‘My flash kept blinding everyone on the dancefloor’: Elaine Constantine on capturing 90s northern soul all-nighters

‘My flash kept blinding everyone on the dancefloor’: Elaine Constantine on capturing 90s northern soul all-nighters

The UK photographer took these powerful shots of northern soul nights 30 years ago. Now collected in a new book and exhibition, they offer an intimate glimpse of a peculiarly British subculture

In 1993, Elaine Constantine was commissioned by the Face magazine to photograph a northern soul night at the 100 Club in London. “It was challenging, to say the least,” she recalls. “The place was really dark except for the illuminated signs for the exits and the toilets, and a few lamps above the record decks. The only way to photograph was with a flash, which kept blinding everyone on the dancefloor.”

Having recently moved to London from Manchester, Constantine had come of age on the northern soul scene a decade earlier, regularly attending all-nighters across the country as a teenager.

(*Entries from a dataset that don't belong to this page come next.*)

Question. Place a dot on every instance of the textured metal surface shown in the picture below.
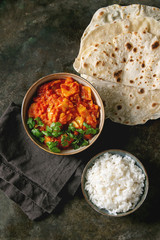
(40, 37)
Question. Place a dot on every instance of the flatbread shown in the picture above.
(127, 105)
(116, 13)
(113, 20)
(131, 97)
(131, 59)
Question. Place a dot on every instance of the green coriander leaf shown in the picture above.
(64, 140)
(57, 134)
(71, 127)
(36, 132)
(52, 144)
(52, 147)
(58, 124)
(46, 133)
(86, 125)
(80, 130)
(91, 131)
(71, 135)
(84, 143)
(39, 122)
(75, 146)
(53, 125)
(31, 123)
(49, 129)
(57, 128)
(41, 139)
(56, 150)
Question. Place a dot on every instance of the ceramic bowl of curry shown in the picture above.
(62, 113)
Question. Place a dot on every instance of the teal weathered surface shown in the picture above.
(40, 37)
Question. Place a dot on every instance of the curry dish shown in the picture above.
(63, 114)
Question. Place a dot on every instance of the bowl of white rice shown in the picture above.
(114, 183)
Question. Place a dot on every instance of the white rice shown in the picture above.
(114, 183)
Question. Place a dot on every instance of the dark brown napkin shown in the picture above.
(31, 177)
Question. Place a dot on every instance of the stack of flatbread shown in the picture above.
(120, 55)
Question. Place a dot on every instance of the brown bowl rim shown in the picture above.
(143, 196)
(49, 78)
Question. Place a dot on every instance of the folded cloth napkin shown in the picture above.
(31, 177)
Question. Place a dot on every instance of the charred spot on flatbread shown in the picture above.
(155, 45)
(128, 46)
(119, 107)
(131, 81)
(143, 64)
(154, 104)
(117, 74)
(135, 50)
(98, 62)
(141, 91)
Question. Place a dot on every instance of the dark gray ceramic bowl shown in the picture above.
(31, 92)
(121, 153)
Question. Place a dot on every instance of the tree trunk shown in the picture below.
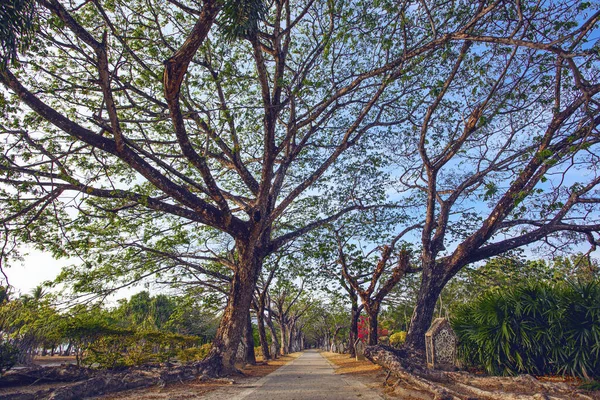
(354, 328)
(250, 355)
(431, 287)
(273, 336)
(372, 314)
(291, 331)
(262, 334)
(283, 332)
(221, 359)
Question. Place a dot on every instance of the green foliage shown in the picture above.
(122, 348)
(9, 355)
(535, 327)
(397, 338)
(239, 18)
(17, 27)
(194, 353)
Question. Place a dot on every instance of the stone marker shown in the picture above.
(359, 348)
(440, 345)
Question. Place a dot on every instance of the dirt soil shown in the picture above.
(371, 375)
(180, 391)
(374, 377)
(198, 388)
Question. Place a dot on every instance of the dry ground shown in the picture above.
(180, 391)
(371, 375)
(195, 389)
(374, 376)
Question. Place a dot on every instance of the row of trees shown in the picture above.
(203, 142)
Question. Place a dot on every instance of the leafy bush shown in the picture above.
(120, 348)
(9, 355)
(537, 328)
(397, 338)
(194, 353)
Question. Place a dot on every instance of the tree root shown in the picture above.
(409, 367)
(89, 382)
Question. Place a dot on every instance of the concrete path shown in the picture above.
(310, 376)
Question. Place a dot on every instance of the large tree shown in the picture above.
(126, 108)
(502, 148)
(232, 119)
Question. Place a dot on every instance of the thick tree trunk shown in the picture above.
(262, 334)
(354, 328)
(291, 331)
(233, 324)
(273, 336)
(432, 284)
(372, 315)
(250, 355)
(284, 343)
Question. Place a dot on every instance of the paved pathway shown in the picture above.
(310, 376)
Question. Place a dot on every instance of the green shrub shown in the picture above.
(9, 355)
(536, 328)
(121, 348)
(397, 338)
(194, 353)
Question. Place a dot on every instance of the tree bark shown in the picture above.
(372, 314)
(432, 284)
(262, 334)
(283, 331)
(234, 322)
(273, 336)
(356, 310)
(250, 355)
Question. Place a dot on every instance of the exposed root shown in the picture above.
(409, 367)
(90, 382)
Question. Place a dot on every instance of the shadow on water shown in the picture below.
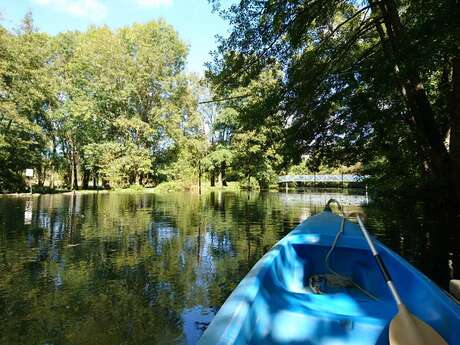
(143, 268)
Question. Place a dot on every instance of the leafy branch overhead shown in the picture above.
(372, 81)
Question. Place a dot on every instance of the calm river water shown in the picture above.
(153, 269)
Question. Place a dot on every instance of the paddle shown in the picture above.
(405, 328)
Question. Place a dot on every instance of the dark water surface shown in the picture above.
(153, 269)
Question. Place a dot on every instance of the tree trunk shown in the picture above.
(85, 182)
(199, 177)
(223, 174)
(213, 178)
(454, 140)
(74, 172)
(425, 127)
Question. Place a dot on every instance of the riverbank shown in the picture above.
(165, 187)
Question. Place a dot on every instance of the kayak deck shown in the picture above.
(288, 312)
(274, 303)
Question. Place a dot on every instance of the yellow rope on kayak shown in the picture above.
(335, 279)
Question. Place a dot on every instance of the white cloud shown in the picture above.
(154, 3)
(92, 9)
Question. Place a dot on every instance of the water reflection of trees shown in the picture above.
(119, 268)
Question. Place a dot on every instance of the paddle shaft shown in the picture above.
(380, 264)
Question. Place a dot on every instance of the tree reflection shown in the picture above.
(112, 268)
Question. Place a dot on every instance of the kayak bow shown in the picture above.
(301, 293)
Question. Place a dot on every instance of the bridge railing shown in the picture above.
(321, 178)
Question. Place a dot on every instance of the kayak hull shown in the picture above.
(274, 303)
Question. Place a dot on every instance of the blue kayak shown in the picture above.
(302, 293)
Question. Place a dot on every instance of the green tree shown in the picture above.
(363, 81)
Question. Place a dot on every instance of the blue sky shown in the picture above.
(193, 19)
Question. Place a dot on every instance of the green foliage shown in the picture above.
(358, 81)
(106, 105)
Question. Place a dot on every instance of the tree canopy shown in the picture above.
(375, 82)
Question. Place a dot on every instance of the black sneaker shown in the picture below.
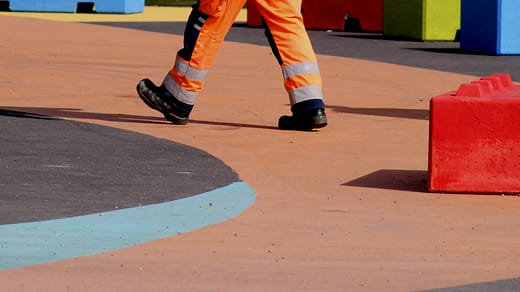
(305, 121)
(157, 98)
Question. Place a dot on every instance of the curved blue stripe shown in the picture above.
(32, 243)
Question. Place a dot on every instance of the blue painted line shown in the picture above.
(33, 243)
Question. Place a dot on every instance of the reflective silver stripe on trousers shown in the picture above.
(300, 68)
(183, 95)
(305, 93)
(190, 72)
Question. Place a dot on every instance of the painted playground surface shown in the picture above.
(104, 195)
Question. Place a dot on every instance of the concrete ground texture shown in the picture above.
(345, 208)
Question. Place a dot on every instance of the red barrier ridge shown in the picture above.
(474, 142)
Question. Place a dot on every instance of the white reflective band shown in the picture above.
(190, 72)
(300, 68)
(183, 95)
(305, 93)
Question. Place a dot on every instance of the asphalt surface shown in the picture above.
(54, 168)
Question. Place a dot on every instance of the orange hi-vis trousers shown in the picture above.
(206, 29)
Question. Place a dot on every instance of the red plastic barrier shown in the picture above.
(330, 14)
(475, 138)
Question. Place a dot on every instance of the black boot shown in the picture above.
(304, 121)
(159, 99)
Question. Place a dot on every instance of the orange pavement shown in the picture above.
(341, 209)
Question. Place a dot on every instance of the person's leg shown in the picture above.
(291, 46)
(207, 25)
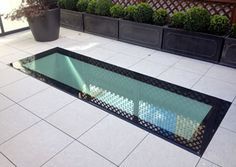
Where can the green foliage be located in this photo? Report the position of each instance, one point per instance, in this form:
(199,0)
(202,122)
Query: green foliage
(197,19)
(129,12)
(61,3)
(143,13)
(160,17)
(219,25)
(177,20)
(70,4)
(233,31)
(82,5)
(103,7)
(91,6)
(117,11)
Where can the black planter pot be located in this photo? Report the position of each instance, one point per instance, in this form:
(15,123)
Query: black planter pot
(229,53)
(46,27)
(193,44)
(101,25)
(141,34)
(72,19)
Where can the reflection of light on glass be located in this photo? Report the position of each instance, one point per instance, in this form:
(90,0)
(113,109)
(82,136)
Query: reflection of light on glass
(77,75)
(83,47)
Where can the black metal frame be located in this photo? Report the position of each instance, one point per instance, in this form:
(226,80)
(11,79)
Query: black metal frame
(197,144)
(3,33)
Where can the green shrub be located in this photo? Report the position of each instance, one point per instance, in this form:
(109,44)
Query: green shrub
(61,3)
(197,19)
(129,12)
(70,4)
(103,7)
(177,20)
(82,5)
(219,25)
(233,31)
(117,11)
(143,13)
(160,17)
(91,6)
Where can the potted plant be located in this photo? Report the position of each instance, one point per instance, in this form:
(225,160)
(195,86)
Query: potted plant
(97,20)
(143,26)
(43,17)
(72,13)
(229,52)
(196,34)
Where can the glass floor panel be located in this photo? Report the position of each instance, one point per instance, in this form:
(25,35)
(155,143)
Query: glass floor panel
(183,117)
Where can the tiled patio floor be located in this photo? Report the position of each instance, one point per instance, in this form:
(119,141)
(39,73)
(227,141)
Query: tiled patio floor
(42,126)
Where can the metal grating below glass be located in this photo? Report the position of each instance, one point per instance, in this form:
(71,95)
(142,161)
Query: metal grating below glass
(181,116)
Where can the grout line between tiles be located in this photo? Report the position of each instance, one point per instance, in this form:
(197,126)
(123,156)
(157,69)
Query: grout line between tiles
(134,149)
(8,159)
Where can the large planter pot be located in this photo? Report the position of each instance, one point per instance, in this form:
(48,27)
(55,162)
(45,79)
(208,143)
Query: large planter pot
(72,19)
(229,53)
(101,25)
(46,27)
(141,34)
(193,44)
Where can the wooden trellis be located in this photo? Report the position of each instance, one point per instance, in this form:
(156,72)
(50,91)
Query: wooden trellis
(223,7)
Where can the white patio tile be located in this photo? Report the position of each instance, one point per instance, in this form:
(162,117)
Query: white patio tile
(124,61)
(229,120)
(77,155)
(23,88)
(4,162)
(10,75)
(222,148)
(76,118)
(164,58)
(129,49)
(14,57)
(13,120)
(3,66)
(205,163)
(101,53)
(216,88)
(35,146)
(180,77)
(113,138)
(5,102)
(154,151)
(149,68)
(47,102)
(192,65)
(222,73)
(25,44)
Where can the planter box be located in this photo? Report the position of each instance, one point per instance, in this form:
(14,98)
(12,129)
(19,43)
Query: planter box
(101,25)
(141,34)
(229,53)
(193,44)
(72,19)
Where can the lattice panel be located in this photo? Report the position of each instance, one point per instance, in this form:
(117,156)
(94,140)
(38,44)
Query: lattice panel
(181,5)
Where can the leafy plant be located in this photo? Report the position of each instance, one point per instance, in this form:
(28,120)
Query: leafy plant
(143,13)
(103,7)
(233,31)
(82,5)
(160,17)
(91,6)
(219,25)
(177,20)
(117,11)
(31,8)
(70,4)
(129,12)
(197,19)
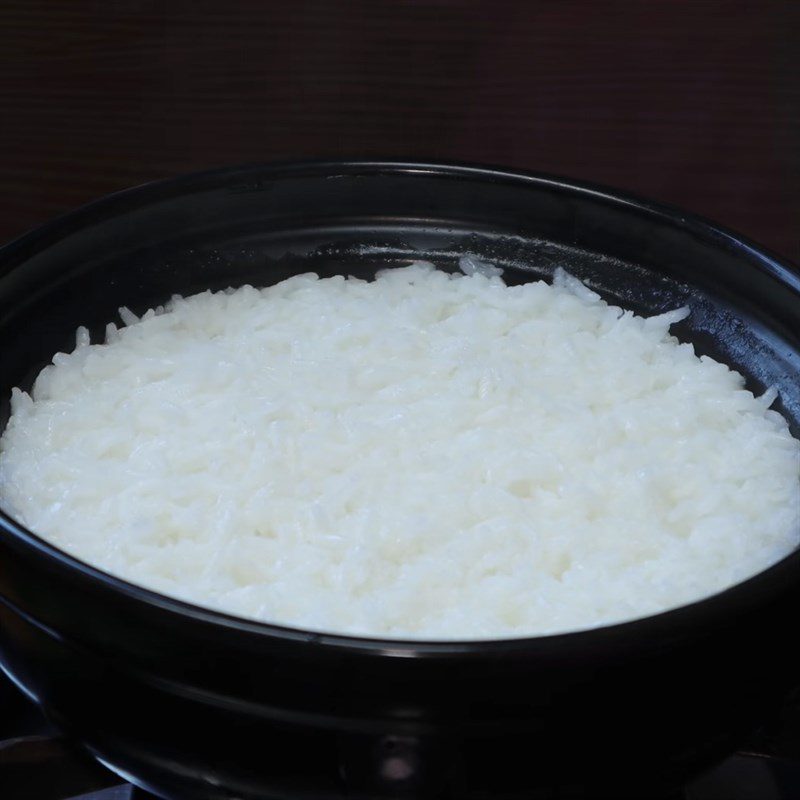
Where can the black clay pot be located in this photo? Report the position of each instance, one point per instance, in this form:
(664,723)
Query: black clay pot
(194,704)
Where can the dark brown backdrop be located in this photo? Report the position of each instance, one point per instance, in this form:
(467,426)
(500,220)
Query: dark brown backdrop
(690,101)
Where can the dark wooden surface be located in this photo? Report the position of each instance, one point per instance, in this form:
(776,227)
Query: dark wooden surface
(689,101)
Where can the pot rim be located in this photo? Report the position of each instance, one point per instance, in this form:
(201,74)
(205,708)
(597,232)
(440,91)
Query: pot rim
(712,610)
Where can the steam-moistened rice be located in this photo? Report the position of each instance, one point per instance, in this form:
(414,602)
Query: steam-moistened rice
(424,455)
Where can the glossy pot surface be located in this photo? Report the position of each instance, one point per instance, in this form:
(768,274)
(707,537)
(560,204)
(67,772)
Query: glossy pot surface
(194,704)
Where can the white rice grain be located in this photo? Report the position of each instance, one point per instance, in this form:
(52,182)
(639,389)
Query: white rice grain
(423,456)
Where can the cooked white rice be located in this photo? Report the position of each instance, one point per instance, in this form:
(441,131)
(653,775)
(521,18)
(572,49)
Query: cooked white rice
(423,456)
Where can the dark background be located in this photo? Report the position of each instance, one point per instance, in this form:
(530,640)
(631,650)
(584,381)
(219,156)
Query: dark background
(694,102)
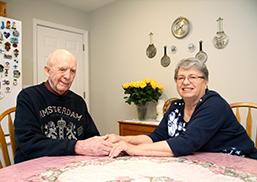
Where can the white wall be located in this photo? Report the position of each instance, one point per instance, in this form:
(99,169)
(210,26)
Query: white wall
(119,38)
(26,10)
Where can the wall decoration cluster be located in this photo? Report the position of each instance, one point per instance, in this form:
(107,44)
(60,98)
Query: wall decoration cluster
(180,28)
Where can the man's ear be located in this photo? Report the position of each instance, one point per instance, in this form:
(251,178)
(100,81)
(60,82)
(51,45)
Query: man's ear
(47,70)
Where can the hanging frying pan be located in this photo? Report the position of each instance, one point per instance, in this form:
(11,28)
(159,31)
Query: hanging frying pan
(151,49)
(165,60)
(201,55)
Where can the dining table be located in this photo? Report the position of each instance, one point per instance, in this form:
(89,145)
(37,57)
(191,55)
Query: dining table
(196,167)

At the 100 Club, she immediately noticed that the crowd was older and the records more obscure, but the dancers were as energetic and self-absorbed as ever. When she heard the familiar propulsive thump of Lester Tipton’s rare mid-60s record This Won’t Change, it proved irresistible. She put down her camera under a chair and took to the dancefloor, losing herself in the music until the dawn.